The question still remains, do we want beta cluster isolated from prod, with the CSP policy blocking loading stuff from prod, or do we consider loading stuff from prod on beta to be normal, and allow it on beta?
On reflection, i think we should allow prod access from beta cluster. Users like to test their user-scripts there, and it seems like a reasonable use-case.
Change 579890 had a related patch set uploaded (by Brian Wolff; owner: Brian Wolff):
[operations/mediawiki-config@master] Make CSP enforce on beta
Change 579890 merged by jenkins-bot:
[operations/mediawiki-config@master] Make CSP enforce on beta
Mentioned in SAL (#wikimedia-operations) [2020-03-16T16:48:42Z] <jforrester@deploy1001> Synchronized wmf-config/InitialiseSettings.php: Set wmgUseCSP false everywhere T244124 (duration: 01m 07s)
Mentioned in SAL (#wikimedia-operations) [2020-03-16T16:52:47Z] <jforrester@deploy1001> Synchronized wmf-config/CommonSettings.php: Enforce Content Security Policy if wmgUseCSP is set T244124 (duration: 01m 06s)
Ok, so looking at the results, it seems like the only thing that is generating reports (that is unexpected) are:
Isn't eventgate some analytics thing? In any case that runs through the usual labs web proxy so should be able to do HTTPS just fine. We probably just need to fix a URL in some config somewhere.

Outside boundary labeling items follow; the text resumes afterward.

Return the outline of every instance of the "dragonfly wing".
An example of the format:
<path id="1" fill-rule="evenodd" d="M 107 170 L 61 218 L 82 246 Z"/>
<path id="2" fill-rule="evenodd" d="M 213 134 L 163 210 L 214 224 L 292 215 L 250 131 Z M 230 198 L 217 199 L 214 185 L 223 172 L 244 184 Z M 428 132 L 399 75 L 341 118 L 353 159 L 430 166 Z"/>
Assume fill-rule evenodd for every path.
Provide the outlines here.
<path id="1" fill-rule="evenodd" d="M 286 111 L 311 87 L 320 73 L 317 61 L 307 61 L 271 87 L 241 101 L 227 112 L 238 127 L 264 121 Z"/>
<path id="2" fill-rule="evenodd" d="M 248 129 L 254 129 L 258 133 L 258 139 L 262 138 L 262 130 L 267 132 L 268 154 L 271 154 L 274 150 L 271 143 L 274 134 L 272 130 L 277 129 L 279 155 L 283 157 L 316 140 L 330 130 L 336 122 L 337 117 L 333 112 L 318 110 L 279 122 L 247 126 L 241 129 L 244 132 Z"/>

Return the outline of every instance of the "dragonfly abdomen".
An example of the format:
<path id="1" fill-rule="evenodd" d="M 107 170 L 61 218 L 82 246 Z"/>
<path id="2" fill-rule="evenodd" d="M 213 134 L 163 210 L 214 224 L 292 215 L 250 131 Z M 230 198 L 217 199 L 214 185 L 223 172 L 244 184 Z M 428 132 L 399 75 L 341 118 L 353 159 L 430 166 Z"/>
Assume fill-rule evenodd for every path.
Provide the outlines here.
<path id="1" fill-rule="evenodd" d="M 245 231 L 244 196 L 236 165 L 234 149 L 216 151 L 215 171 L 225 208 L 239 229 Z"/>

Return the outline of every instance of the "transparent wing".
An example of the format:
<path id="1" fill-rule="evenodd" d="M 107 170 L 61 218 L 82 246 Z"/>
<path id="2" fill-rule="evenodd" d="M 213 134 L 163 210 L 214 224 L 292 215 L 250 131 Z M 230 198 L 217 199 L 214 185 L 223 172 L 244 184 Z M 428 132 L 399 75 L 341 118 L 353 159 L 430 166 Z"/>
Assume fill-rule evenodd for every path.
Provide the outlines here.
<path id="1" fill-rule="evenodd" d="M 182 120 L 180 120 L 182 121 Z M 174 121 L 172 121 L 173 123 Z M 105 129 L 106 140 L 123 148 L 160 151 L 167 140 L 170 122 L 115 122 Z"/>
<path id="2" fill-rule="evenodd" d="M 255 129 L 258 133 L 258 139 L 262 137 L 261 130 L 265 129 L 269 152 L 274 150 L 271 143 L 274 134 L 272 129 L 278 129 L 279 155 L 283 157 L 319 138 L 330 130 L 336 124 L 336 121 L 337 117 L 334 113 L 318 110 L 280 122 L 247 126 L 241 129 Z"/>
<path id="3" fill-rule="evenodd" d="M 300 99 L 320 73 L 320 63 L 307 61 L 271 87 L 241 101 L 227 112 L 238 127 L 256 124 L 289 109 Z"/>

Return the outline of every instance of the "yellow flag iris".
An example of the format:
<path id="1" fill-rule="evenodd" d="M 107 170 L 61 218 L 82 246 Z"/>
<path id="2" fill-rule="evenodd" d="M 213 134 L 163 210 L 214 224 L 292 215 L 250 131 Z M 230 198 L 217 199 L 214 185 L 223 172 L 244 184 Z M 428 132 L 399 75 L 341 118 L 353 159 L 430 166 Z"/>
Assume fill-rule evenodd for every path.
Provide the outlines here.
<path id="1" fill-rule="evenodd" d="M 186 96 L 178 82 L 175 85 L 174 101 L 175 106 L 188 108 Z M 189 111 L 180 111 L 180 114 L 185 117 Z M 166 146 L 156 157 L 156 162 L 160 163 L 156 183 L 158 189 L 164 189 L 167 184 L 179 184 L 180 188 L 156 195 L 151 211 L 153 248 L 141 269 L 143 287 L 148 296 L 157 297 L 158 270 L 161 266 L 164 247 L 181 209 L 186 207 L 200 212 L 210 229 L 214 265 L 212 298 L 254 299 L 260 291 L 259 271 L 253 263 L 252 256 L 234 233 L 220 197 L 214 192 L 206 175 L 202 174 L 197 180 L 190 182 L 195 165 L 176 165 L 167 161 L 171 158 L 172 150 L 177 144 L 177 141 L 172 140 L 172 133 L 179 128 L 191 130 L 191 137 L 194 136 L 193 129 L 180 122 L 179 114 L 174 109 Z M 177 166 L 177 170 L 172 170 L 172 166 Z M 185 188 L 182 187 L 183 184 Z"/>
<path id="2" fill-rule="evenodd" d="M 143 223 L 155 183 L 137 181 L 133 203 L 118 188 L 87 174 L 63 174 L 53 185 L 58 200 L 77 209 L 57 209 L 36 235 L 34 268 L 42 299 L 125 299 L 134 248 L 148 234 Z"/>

Yes, I think it even uses https some of the time. It seems to be part of Sentry. The config variables do use https. So IDK
Ok, one additional report in the logs of m.wikidata.beta.wmflabs.org being blocked.
https://gerrit.wikimedia.org/r/#/c/operations/mediawiki-config/+/582633
https://commons.wikimedia.beta.wmflabs.org/wiki/Special:UploadWizard
Content Security Policy: The page’s settings blocked the loading of a resource at https://api.flickr.com/services/rest/?&api_key=e9d…=json&nojsoncallback=1&method=flickr.photos.licenses.getInfo (“default-src”).
@zhuyifei1999 @King_of_Hearts @VIGNERON @mys_721tx @Jianhui67 I don't know what Wikiplus is.